Windows' .dll modules, such as kernel32.dll, must be written as general-purpose libraries so Windows can provide services to a wide variety of applications which differ internally in how they handle and locate data.
On the other hand, a well-written compiler cannot use a general-purpose library in production of executables. Obviously, the compiler can generate code in which the location of common types of arguments is known and therefore, its library can also know where most argument values are. In short, a well-written compiler needs its own library specifically written for producing executables.
The number of library procedures that have no stack arguments may indicate the degree to which a particular computer language and compiler meet this quality criterion. The present study asks: Do the various C language compilers (C, C+, C++, C#, etc) use general-purpose libraries to produce executables?
Methods
Windows kernel32.dll was used as a base-line for a general-purpose library, although it is not used by a compiler to produce executables. The number of stack arguments used by its procedures was counted from their prototypes -- number of dword stack arguments.

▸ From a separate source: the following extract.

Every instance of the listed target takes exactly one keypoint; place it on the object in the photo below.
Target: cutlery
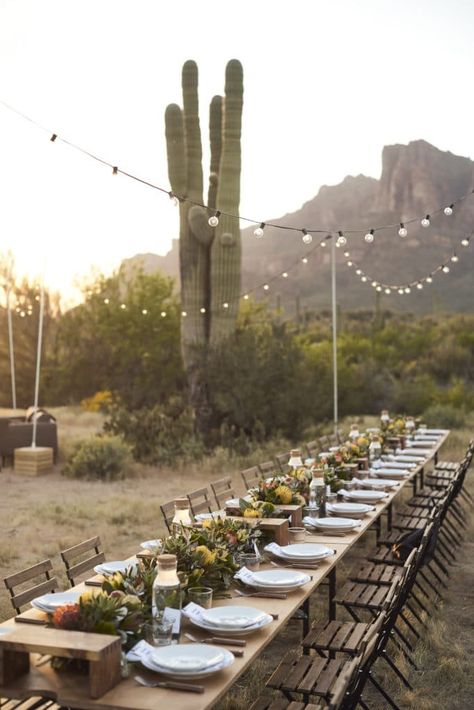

The C language prototypes shown in header (.h) files for stdio and stdlib were used to count arguments as number of dword values as shown in Table 1. The counting method was conservative: (1) ",..." arguments were counted as one, although this might more accurately be estimated as two or more; and (2) REAL10 ("long double") values were counted as two (same as "double") although these 80-bit values might more accurately be counted as three dwords on the stack.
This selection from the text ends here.